But storage platforms essential for these advanced computer systems have been stuck in a rigid framework that required users to either choose between customization of features or high availability.
Now, Virginia Tech researchers have found a way to give high-performance computing (HPC) data systems the flexibility to thrive with a first-of-its-kind framework called BespoKV, perhaps helping to one day achieve the HPC goal of performing at the exascale, or 1 billion billion calculations per second.
The main ingredient to the functioning of the new platform is key value (KV) systems. KV systems store and retrieve important data from very fast memory-based storage instead of slower disks.
These systems are increasingly used in today's high-performance applications that use distributed systems, which are made up of many computers to solve a problem. High-performance computing relies on having computers intake, process, and analyze huge amounts of data at unprecedent speeds. Currently, the best systems operate at a quadrillion calculations per second, or a petaflop.
The research is relevant to industries that process large amounts of data, whether it be the space-hogging, intense visual graphics of movie streaming sites; millions of financial transactions at large credit card companies; or user-generated content at social media outlets. Think large media sites like Facebook where content is everchanging and continually accessed. When users upload content to their profile pages, that information resides on multiple servers.
But if you have to continually access certain content, KV systems can be far more efficient as a storage medium because content loads from the faster in-memory store nearby, not the far-away storage server. This allows the system to provide very high performance in completing tasks or requests.

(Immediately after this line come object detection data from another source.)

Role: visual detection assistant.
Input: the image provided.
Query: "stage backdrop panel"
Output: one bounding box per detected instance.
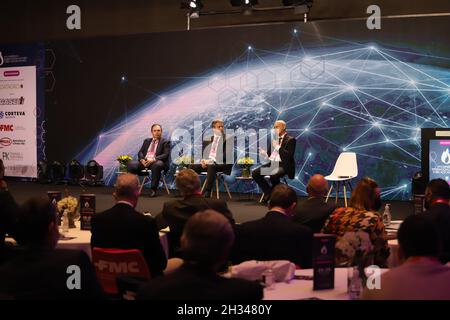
[42,17,450,199]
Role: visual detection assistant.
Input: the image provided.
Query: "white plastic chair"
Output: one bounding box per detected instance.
[325,152,358,207]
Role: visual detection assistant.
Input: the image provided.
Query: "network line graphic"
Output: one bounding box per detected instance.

"I got interested in key value systems because this very fundamental and simple storage platform has not been exploited in high-performance computing systems where it can provide a lot of benefits," says Ali Anwar, first author on the paper being presented and a recent Virginia Tech graduate who is currently employed at IBM Research. "BespoKV is a novel framework that can enable HPC systems to provide a lot of flexibility and performance and not be chained to rigid storage design."
The main innovation of BespoKV is that it supports composing a range of KV stores with desirable features. It works by taking a single-server KV store called a datalet and enables immediate and ready-to-use distributed KV stores. Now, instead of redesigning a system from scratch to accomplish a specific task, a developer can drop a datalet into BespoKV and offload the "messy plumbing" of distributed systems to the framework. BespoKV decouples the KV store design into the control plane for distributed management and the data plane for local data storage.
The framework also enables new HPC services for workloads that businesses and institutions have yet to anticipate.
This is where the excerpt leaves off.